2 fundamental criteria affect compatibility between different measurements of yarn tensile properties. 1. Testing conditions, i.e testing principle (CRE, CRL), testing speed, gauge length, & pre-tensioning. 2. The 2nd criteria, which also affects magnitude of differences, relates to specific stress/strain characteristic of yarn itself, which is determined by fibrous materials, blend ratio, & yarn construction.

Skein Strength or Lea Strength:
Skein breaking strength was the most widely used measure of yarn quality in cotton textile industry. Yarn quality measurement by this method has certain drawbacks. Firstly, in most of subsequent processing, such as winding, warping or weaving, yarn is used as single strand & not in form of a skein except occasionally when sizing, bleaching, mercerising or dyeing treatments are carried out on hanks.

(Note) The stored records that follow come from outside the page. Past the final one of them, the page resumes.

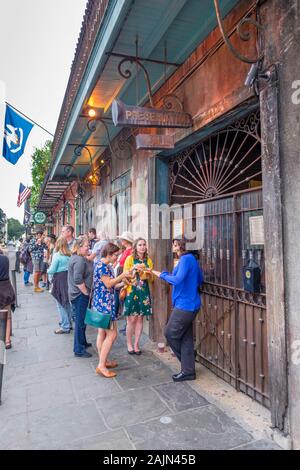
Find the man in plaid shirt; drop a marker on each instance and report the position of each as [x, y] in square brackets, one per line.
[37, 249]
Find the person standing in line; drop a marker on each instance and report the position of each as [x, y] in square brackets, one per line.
[126, 240]
[59, 271]
[80, 280]
[187, 278]
[26, 260]
[37, 248]
[52, 245]
[138, 301]
[97, 250]
[19, 245]
[67, 232]
[7, 296]
[103, 301]
[92, 238]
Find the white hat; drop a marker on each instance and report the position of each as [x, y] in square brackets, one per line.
[127, 236]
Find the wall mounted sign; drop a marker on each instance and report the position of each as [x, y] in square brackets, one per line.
[154, 142]
[178, 229]
[256, 225]
[39, 217]
[136, 116]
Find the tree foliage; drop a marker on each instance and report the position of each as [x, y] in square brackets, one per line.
[40, 163]
[2, 224]
[14, 229]
[2, 218]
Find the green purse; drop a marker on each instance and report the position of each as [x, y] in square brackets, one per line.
[97, 319]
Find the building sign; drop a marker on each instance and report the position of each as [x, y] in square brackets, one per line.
[136, 116]
[39, 218]
[154, 142]
[178, 229]
[256, 225]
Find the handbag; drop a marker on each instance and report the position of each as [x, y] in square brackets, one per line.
[123, 293]
[97, 319]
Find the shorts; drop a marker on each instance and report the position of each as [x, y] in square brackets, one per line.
[38, 265]
[45, 267]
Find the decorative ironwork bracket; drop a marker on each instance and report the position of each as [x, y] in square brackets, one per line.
[95, 171]
[244, 36]
[92, 126]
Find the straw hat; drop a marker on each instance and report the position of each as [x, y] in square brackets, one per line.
[127, 236]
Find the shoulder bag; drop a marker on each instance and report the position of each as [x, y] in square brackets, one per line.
[97, 319]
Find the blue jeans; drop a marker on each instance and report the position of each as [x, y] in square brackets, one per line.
[26, 276]
[65, 316]
[80, 304]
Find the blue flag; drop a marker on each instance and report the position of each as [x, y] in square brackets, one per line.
[16, 132]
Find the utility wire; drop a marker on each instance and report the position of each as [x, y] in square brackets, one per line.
[34, 122]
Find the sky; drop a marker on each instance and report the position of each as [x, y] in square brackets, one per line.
[37, 46]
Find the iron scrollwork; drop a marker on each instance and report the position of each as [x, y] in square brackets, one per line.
[244, 35]
[92, 127]
[128, 74]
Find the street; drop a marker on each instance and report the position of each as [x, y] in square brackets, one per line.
[53, 400]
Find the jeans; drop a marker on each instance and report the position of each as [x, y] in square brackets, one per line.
[179, 334]
[26, 276]
[65, 316]
[80, 304]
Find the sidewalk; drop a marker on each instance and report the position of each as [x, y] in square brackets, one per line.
[52, 400]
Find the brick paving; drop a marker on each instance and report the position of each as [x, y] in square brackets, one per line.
[53, 400]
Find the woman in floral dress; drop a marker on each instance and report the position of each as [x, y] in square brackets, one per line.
[138, 301]
[103, 301]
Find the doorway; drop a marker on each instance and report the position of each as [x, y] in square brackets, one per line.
[223, 176]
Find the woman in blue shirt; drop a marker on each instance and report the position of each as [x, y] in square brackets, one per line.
[186, 279]
[59, 271]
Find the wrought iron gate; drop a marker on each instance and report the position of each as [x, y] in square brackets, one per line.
[223, 174]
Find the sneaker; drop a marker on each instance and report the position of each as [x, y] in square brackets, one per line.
[85, 354]
[38, 289]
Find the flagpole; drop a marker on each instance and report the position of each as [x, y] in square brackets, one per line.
[27, 117]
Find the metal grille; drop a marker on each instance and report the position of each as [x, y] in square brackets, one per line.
[224, 163]
[231, 331]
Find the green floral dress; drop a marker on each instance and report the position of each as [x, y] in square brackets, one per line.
[138, 300]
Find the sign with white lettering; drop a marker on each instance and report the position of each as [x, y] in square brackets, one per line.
[154, 142]
[136, 116]
[256, 225]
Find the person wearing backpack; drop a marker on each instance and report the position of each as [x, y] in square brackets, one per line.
[26, 260]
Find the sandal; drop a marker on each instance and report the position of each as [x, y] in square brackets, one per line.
[105, 373]
[111, 364]
[61, 332]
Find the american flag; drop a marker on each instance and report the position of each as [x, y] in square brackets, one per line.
[24, 194]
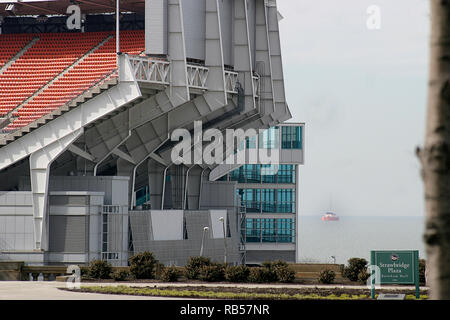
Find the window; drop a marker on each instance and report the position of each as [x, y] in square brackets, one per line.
[269, 139]
[251, 199]
[268, 200]
[285, 201]
[270, 230]
[291, 137]
[142, 196]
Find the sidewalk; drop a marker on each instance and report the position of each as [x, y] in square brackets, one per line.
[48, 290]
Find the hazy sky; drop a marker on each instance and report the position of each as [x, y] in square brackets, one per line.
[362, 94]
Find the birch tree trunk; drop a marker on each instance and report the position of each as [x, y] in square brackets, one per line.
[435, 156]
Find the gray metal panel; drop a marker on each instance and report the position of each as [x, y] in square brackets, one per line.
[156, 27]
[194, 28]
[226, 21]
[69, 200]
[269, 255]
[68, 234]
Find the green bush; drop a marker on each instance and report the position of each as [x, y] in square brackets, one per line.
[285, 275]
[120, 275]
[143, 265]
[192, 268]
[170, 274]
[212, 273]
[363, 276]
[237, 273]
[422, 269]
[279, 271]
[354, 268]
[99, 269]
[261, 275]
[327, 276]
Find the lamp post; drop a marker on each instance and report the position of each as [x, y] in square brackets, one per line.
[117, 30]
[224, 240]
[205, 230]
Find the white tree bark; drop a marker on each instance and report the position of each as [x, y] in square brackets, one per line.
[435, 156]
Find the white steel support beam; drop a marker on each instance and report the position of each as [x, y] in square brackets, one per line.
[179, 89]
[263, 63]
[40, 162]
[243, 63]
[216, 96]
[79, 152]
[277, 64]
[123, 155]
[155, 27]
[96, 108]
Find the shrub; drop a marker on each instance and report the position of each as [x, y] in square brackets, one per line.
[159, 270]
[285, 275]
[143, 265]
[120, 275]
[422, 270]
[212, 273]
[99, 269]
[237, 273]
[279, 271]
[327, 276]
[170, 274]
[363, 276]
[260, 275]
[192, 268]
[355, 266]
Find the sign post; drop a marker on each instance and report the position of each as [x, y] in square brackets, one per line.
[395, 267]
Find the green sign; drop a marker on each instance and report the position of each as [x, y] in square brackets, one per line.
[395, 267]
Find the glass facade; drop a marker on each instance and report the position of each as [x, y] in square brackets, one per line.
[252, 173]
[269, 230]
[268, 200]
[269, 139]
[291, 137]
[262, 201]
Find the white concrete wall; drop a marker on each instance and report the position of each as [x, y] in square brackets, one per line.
[16, 221]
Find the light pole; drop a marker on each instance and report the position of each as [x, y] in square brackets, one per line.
[205, 230]
[117, 30]
[224, 240]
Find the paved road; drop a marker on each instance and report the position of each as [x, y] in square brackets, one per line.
[48, 290]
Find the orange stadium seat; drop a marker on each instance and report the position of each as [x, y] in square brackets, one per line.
[51, 55]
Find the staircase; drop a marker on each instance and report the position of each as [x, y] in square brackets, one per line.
[311, 271]
[85, 96]
[11, 270]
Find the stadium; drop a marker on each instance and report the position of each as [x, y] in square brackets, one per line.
[91, 93]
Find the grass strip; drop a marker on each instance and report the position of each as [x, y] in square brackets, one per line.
[155, 292]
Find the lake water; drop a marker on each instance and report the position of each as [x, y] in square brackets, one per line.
[356, 236]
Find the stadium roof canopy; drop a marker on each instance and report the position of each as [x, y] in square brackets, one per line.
[59, 7]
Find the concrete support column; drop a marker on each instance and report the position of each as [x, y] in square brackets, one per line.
[40, 162]
[242, 53]
[155, 179]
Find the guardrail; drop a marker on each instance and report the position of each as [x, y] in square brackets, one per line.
[197, 76]
[231, 79]
[151, 70]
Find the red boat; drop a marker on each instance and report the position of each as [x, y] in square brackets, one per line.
[330, 216]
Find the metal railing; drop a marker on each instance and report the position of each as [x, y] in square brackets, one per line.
[231, 79]
[197, 76]
[92, 85]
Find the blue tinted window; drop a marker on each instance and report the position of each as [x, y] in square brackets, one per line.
[270, 230]
[291, 137]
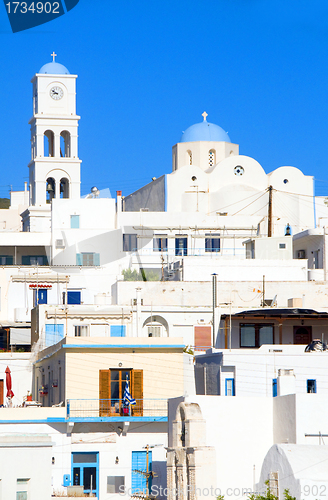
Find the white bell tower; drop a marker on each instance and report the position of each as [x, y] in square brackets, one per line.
[55, 165]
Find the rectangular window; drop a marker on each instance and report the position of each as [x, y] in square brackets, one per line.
[73, 297]
[115, 484]
[112, 384]
[139, 463]
[130, 242]
[230, 387]
[212, 242]
[255, 335]
[6, 260]
[311, 386]
[117, 330]
[75, 221]
[40, 297]
[160, 243]
[54, 333]
[88, 259]
[34, 260]
[81, 330]
[181, 245]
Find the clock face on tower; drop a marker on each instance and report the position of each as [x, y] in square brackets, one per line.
[56, 93]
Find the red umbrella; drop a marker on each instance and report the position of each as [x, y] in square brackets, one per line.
[10, 393]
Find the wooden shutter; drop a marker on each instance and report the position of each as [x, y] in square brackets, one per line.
[137, 392]
[104, 384]
[203, 338]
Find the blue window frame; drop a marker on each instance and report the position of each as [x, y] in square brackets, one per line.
[181, 245]
[117, 330]
[75, 221]
[74, 297]
[54, 333]
[40, 297]
[311, 386]
[230, 387]
[139, 462]
[85, 471]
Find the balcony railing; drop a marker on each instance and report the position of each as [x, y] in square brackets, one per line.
[93, 408]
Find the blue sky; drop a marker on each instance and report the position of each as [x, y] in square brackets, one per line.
[148, 69]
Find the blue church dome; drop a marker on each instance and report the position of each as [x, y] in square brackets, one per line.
[54, 68]
[204, 131]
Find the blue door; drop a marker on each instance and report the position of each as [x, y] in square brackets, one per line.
[85, 471]
[139, 463]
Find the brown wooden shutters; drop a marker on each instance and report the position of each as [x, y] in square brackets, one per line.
[104, 385]
[203, 337]
[137, 392]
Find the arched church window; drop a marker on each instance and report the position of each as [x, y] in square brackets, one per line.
[65, 144]
[49, 142]
[211, 157]
[64, 188]
[50, 189]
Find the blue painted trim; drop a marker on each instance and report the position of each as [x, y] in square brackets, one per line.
[123, 346]
[86, 419]
[165, 193]
[314, 210]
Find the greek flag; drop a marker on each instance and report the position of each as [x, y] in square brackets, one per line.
[127, 398]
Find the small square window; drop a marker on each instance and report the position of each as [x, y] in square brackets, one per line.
[115, 484]
[311, 386]
[81, 330]
[75, 221]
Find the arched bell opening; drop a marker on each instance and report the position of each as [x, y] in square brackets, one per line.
[49, 143]
[50, 189]
[65, 144]
[64, 188]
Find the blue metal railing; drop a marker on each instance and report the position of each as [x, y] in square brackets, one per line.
[91, 408]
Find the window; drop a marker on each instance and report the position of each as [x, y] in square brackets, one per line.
[40, 297]
[81, 330]
[129, 242]
[211, 157]
[73, 297]
[54, 333]
[230, 387]
[34, 260]
[111, 391]
[311, 386]
[138, 481]
[115, 484]
[154, 331]
[212, 242]
[6, 260]
[252, 335]
[22, 489]
[117, 330]
[181, 245]
[88, 259]
[203, 338]
[75, 221]
[160, 243]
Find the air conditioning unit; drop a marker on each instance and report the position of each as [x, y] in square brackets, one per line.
[301, 254]
[60, 244]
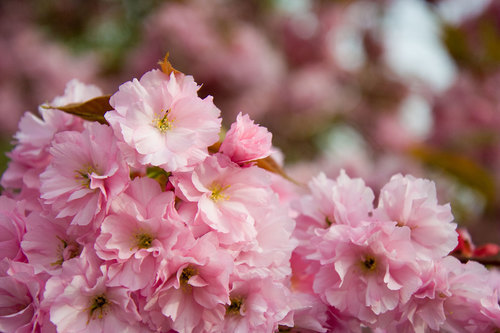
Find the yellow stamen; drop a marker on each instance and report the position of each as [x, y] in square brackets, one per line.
[235, 306]
[162, 122]
[217, 192]
[83, 175]
[144, 240]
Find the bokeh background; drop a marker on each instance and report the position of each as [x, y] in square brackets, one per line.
[374, 87]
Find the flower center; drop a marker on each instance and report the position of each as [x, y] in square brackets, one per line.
[235, 306]
[163, 123]
[99, 306]
[369, 264]
[186, 274]
[217, 192]
[143, 240]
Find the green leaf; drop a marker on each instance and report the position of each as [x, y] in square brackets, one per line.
[158, 174]
[91, 110]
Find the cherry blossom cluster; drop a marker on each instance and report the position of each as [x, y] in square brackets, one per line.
[148, 221]
[135, 227]
[387, 267]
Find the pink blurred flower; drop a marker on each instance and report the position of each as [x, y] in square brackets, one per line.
[21, 292]
[160, 120]
[31, 155]
[79, 183]
[412, 204]
[473, 303]
[246, 141]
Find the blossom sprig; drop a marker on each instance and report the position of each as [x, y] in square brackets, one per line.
[128, 213]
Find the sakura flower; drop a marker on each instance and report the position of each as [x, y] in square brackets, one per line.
[160, 120]
[273, 246]
[226, 195]
[21, 292]
[12, 228]
[31, 155]
[257, 305]
[137, 236]
[195, 295]
[79, 183]
[48, 242]
[473, 303]
[246, 141]
[343, 201]
[366, 271]
[412, 203]
[79, 300]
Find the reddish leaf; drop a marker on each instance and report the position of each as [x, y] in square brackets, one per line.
[92, 110]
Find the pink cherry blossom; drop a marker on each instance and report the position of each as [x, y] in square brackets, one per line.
[141, 231]
[12, 228]
[79, 299]
[226, 195]
[21, 292]
[160, 120]
[195, 294]
[344, 201]
[79, 183]
[472, 305]
[412, 203]
[256, 305]
[246, 141]
[48, 242]
[366, 271]
[31, 155]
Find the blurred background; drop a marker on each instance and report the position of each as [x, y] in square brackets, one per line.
[374, 87]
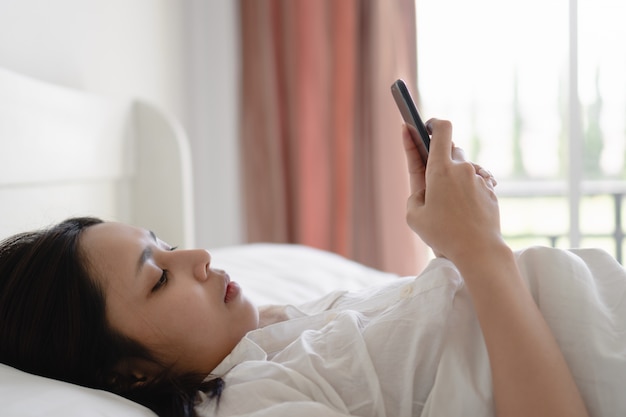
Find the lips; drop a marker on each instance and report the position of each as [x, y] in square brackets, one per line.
[232, 290]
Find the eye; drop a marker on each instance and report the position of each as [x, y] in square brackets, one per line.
[162, 282]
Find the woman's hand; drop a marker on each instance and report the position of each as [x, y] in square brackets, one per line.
[454, 209]
[452, 206]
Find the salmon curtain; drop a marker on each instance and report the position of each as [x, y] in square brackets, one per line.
[321, 146]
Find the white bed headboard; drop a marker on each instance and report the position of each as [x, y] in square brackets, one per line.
[65, 153]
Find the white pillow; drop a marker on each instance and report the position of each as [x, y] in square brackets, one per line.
[26, 395]
[267, 273]
[271, 273]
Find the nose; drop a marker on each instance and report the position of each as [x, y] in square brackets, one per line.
[200, 261]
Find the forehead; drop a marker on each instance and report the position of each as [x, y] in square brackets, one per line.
[112, 249]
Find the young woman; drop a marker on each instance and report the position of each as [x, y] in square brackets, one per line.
[111, 306]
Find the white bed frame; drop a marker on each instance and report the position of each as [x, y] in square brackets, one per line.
[67, 153]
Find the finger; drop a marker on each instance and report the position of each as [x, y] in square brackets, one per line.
[441, 140]
[486, 175]
[415, 164]
[458, 154]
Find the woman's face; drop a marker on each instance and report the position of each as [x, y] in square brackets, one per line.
[186, 314]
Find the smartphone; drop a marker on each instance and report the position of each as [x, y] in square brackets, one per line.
[411, 117]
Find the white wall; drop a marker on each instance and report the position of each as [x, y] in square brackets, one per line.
[181, 55]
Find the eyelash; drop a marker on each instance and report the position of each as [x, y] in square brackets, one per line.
[162, 282]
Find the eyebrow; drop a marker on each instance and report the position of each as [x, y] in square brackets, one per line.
[145, 254]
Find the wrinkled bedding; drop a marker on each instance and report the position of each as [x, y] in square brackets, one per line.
[414, 346]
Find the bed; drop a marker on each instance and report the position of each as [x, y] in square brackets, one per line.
[65, 152]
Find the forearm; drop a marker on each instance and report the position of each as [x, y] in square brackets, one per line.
[530, 375]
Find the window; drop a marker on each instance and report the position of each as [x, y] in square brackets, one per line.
[537, 94]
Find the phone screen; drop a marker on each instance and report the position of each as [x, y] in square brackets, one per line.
[411, 116]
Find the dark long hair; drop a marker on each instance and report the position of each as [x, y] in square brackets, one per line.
[53, 323]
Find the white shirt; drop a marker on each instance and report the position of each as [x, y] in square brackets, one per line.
[414, 347]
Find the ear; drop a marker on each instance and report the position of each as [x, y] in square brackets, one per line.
[133, 372]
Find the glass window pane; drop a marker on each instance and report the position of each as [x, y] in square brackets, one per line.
[602, 86]
[500, 77]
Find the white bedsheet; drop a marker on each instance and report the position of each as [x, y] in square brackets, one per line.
[416, 347]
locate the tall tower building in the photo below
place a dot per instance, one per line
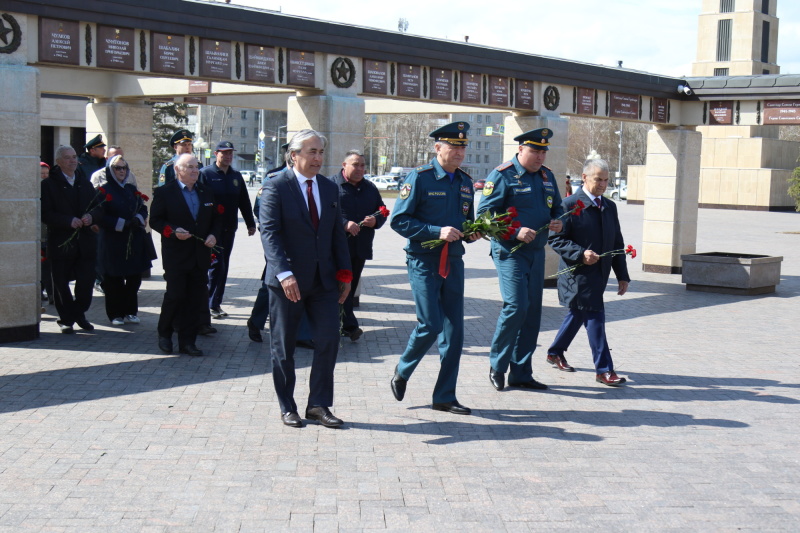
(737, 38)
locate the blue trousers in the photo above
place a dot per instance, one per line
(260, 313)
(218, 272)
(440, 316)
(595, 323)
(521, 278)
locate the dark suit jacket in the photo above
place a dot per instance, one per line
(169, 208)
(60, 204)
(290, 242)
(593, 230)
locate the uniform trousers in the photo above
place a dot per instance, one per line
(122, 296)
(521, 278)
(595, 323)
(440, 316)
(184, 305)
(322, 307)
(218, 272)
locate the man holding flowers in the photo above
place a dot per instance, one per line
(435, 201)
(529, 187)
(590, 246)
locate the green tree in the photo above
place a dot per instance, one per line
(167, 117)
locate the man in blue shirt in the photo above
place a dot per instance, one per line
(230, 192)
(530, 187)
(434, 202)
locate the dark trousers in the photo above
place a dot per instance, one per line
(72, 308)
(218, 273)
(349, 321)
(285, 316)
(122, 296)
(260, 313)
(595, 323)
(184, 305)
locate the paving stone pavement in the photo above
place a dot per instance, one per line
(102, 432)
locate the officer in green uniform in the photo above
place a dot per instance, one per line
(182, 142)
(434, 201)
(529, 186)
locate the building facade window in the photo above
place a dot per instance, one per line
(724, 40)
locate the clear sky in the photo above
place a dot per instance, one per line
(649, 35)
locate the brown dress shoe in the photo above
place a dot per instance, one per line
(560, 362)
(610, 378)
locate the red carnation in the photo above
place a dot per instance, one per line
(344, 276)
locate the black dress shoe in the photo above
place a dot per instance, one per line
(532, 384)
(253, 332)
(497, 379)
(292, 419)
(610, 378)
(560, 362)
(324, 416)
(398, 386)
(190, 349)
(452, 407)
(206, 330)
(165, 344)
(84, 324)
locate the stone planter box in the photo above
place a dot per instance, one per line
(730, 273)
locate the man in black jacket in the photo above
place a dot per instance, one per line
(360, 201)
(69, 206)
(184, 213)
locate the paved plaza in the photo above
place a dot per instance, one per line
(102, 432)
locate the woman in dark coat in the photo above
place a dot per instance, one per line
(124, 248)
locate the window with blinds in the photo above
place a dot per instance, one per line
(724, 40)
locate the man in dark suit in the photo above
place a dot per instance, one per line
(580, 243)
(308, 269)
(69, 206)
(185, 215)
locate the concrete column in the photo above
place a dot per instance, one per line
(129, 125)
(556, 161)
(20, 233)
(339, 118)
(671, 198)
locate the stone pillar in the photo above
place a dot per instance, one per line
(20, 234)
(339, 118)
(671, 198)
(129, 125)
(556, 161)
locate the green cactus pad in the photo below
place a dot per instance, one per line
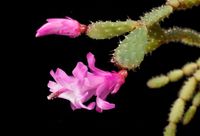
(108, 29)
(130, 52)
(155, 37)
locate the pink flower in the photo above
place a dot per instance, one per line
(61, 26)
(83, 85)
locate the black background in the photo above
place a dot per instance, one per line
(139, 110)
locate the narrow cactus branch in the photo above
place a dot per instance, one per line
(177, 110)
(156, 15)
(183, 35)
(188, 69)
(108, 29)
(183, 4)
(192, 109)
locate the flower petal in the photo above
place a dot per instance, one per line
(104, 105)
(80, 71)
(91, 64)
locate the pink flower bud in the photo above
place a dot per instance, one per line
(61, 26)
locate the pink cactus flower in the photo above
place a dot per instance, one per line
(61, 26)
(84, 84)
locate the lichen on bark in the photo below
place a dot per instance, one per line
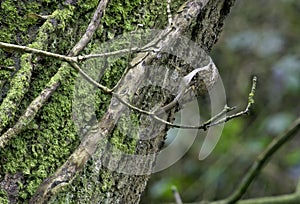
(51, 136)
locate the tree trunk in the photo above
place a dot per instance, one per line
(38, 151)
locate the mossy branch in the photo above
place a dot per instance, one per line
(54, 82)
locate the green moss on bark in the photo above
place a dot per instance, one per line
(51, 137)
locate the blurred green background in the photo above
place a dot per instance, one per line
(260, 38)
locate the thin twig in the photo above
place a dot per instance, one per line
(170, 20)
(91, 29)
(35, 51)
(262, 159)
(89, 79)
(211, 122)
(52, 85)
(9, 68)
(244, 112)
(176, 195)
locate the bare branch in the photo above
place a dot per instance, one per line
(244, 112)
(54, 82)
(35, 51)
(211, 122)
(176, 195)
(262, 159)
(92, 27)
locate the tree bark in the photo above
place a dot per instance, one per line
(50, 138)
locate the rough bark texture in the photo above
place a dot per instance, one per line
(51, 137)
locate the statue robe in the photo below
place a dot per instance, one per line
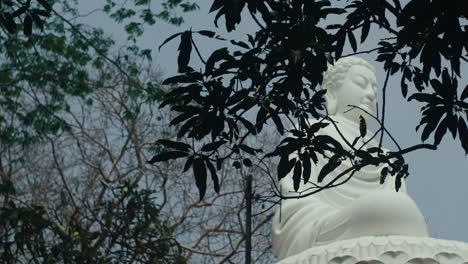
(360, 207)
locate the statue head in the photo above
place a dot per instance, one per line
(350, 81)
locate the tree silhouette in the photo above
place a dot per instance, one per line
(275, 74)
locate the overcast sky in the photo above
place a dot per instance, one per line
(439, 179)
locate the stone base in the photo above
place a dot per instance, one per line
(385, 250)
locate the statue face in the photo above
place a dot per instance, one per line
(359, 88)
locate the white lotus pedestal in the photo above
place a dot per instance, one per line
(385, 250)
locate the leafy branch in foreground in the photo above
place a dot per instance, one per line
(273, 75)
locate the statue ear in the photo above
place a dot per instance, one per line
(330, 97)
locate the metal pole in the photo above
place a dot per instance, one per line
(248, 220)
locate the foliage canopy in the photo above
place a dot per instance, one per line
(275, 74)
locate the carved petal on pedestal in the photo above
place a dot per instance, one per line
(423, 261)
(394, 257)
(373, 261)
(449, 258)
(343, 260)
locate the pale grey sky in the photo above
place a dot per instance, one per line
(439, 179)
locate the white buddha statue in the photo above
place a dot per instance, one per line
(360, 207)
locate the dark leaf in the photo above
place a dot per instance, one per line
(216, 56)
(285, 166)
(438, 87)
(236, 164)
(247, 162)
(213, 146)
(248, 149)
(38, 21)
(185, 49)
(214, 176)
(315, 127)
(383, 174)
(207, 33)
(175, 145)
(440, 131)
(20, 11)
(199, 172)
(422, 97)
(452, 124)
(340, 44)
(188, 163)
(297, 175)
(27, 29)
(168, 156)
(464, 94)
(365, 30)
(248, 125)
(307, 167)
(278, 123)
(404, 87)
(45, 4)
(240, 44)
(169, 39)
(362, 126)
(463, 134)
(398, 181)
(430, 126)
(352, 40)
(217, 4)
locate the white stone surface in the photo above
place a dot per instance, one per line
(385, 250)
(362, 206)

Secondly, in method used for testing skein strength, rupture of a single strand at a weak place affects result for whole skein. Further, this method of test does not give an indication of extensibility & elastic properties of a yarn, characters which play & important role during weaving operations. However, since a large size sample is used in a skein test as against that in a single strand test, sampling error is less. The skein used for strength test can be used for determination of linear density of yarn as well. In addition to factors influencing yarn strength, size of skein (lea) affects to a large extent strength recorded. Usual practice is to use a lea (120yds) of yarn prepared by winding 80 turns on a wrap-reel having a perimeter of 54”, so that during a test, there are 160 strands of 27" length. There are different systems in use. But actual breaking strength recorded on machine depending on type of skein used as both number of strands & test length may differ. The most commonly used instruments for this test is CRT type, where bottom hook moves at 12”/min. After finding out skein strength, broken skeins are also weighed to determine linear density. The most common skein used is lea & results of lea strength tests are expressed as C.S.P., which is product of linear density (count) of yarn in English system (Ne) & lea breaking strength expressed in lbs. In view of fact that C.S.P. is much less dependent on yarn count than on strength, especially when count differences are small, C.S.P. is the most widely used measure of yarn quality.